VIDEO: Plumes of thick black smoke billow high as rioters torch buildings in the Solomon Islands’ capital of Honiara Thursday, targeting the city’s Chinatown district in a second day of anti-government protests. of fire and smoke rising pic.twitter.com/EwC7PTfEdS
– AFP News Agency (@AFP) November 25, 2021
The demonstrators come mainly from the island of Malaita, one of the most populous. It may in some ways appear unusual, but the protests are not just about domestic issues (for decades the inhabitants of the island of Malaita have protested against the government for the lack of economic support for the island and its consequences), but also and above all the foreign policy implemented by the central government in recent years.
Solomon Islands police fired tear gas in the capital Honiara as crowds of protesters set fire to buildings, including a police station, and looted shops in an eruption of anger at the government, Radio New Zealand reported https://t.co/QeznpR0kFn pic.twitter.com/hRYPCDkQpR
– Reuters (@Reuters) November 24, 2021
In particular, the demonstrators protest against the central government because of its increasingly close relations with China, especially since 2019. Prior to that year, the Solomon Islands were among the few countries in the world that maintained diplomatic relations with Taiwan, the de facto island independent that China claims as its own, rather than with China, which has meanwhile become one of the major powers in the Pacific area.
In 2019, however, the Prime Minister of the Solomon Islands Sogavare joined other Pacific countries that have formalized their diplomatic relations with China. The Solomon Islands, therefore, have interrupted official diplomatic relations with Taiwan, even if some economic relations remain.
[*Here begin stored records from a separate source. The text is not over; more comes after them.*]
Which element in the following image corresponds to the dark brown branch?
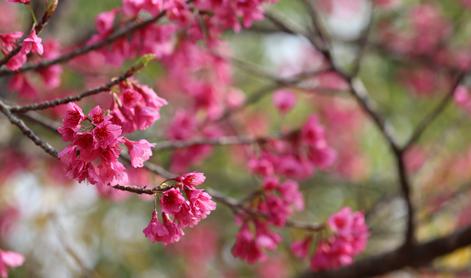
[154,134,276,151]
[10,64,143,113]
[301,226,471,278]
[0,100,58,158]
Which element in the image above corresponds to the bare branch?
[403,72,466,151]
[10,64,143,113]
[0,100,58,158]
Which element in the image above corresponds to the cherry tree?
[0,0,471,277]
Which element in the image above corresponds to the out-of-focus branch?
[217,67,332,121]
[300,1,415,246]
[154,134,278,151]
[403,72,466,151]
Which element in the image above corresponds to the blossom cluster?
[291,207,368,270]
[0,29,44,70]
[58,81,167,195]
[249,116,335,179]
[143,172,216,245]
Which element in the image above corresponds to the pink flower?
[112,82,167,133]
[143,211,184,245]
[92,122,121,149]
[6,49,28,70]
[58,103,86,135]
[0,249,25,278]
[177,172,206,187]
[0,32,23,54]
[278,180,304,211]
[301,116,325,145]
[249,154,274,177]
[311,208,368,270]
[22,29,44,55]
[174,200,200,227]
[95,10,117,34]
[7,74,38,98]
[124,138,155,168]
[231,222,281,263]
[160,188,185,214]
[273,90,296,113]
[185,187,216,220]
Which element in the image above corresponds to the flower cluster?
[143,173,216,245]
[291,208,368,270]
[231,219,281,263]
[232,177,304,263]
[257,177,304,227]
[58,104,153,189]
[0,29,44,70]
[111,81,167,133]
[0,249,25,278]
[249,116,335,179]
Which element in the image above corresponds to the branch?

According to what was reported at the time by ABC News, in exchange, China would have promised the government of the Solomon Islands about 730 million dollars (about 650 million euros) in economic aid. Immediately thereafter, Taiwan announced the termination of its diplomatic relations with the Solomon Islands “with immediate effect”, accusing China of using “dollar diplomacy” to buy its allies.
Protesters fear that formalizing relations with China could threaten human rights in the archipelago, and lead to phenomena of economic exploitation.
The decision to forge diplomatic relations with China was immediately criticized by a number of local politicians from the Solomon Islands. The protests on Wednesday, partly unexpected due to their impetuousness, brought these tensions to their climax.
It is not the first time that Australia has intervened to appease revolts in the Solomon Islands: before the 2017 agreement there was another mission, funded mainly by Australia but in which other countries also participated, which included interventions in the case of threats to the national security. In recent years the riots have been numerous. One of these, in 2006, was among those that concerned, as in this case, relations between the government of the Solomon Islands and China: protesters protested because the elections of the then prime minister were said to have been influenced by China.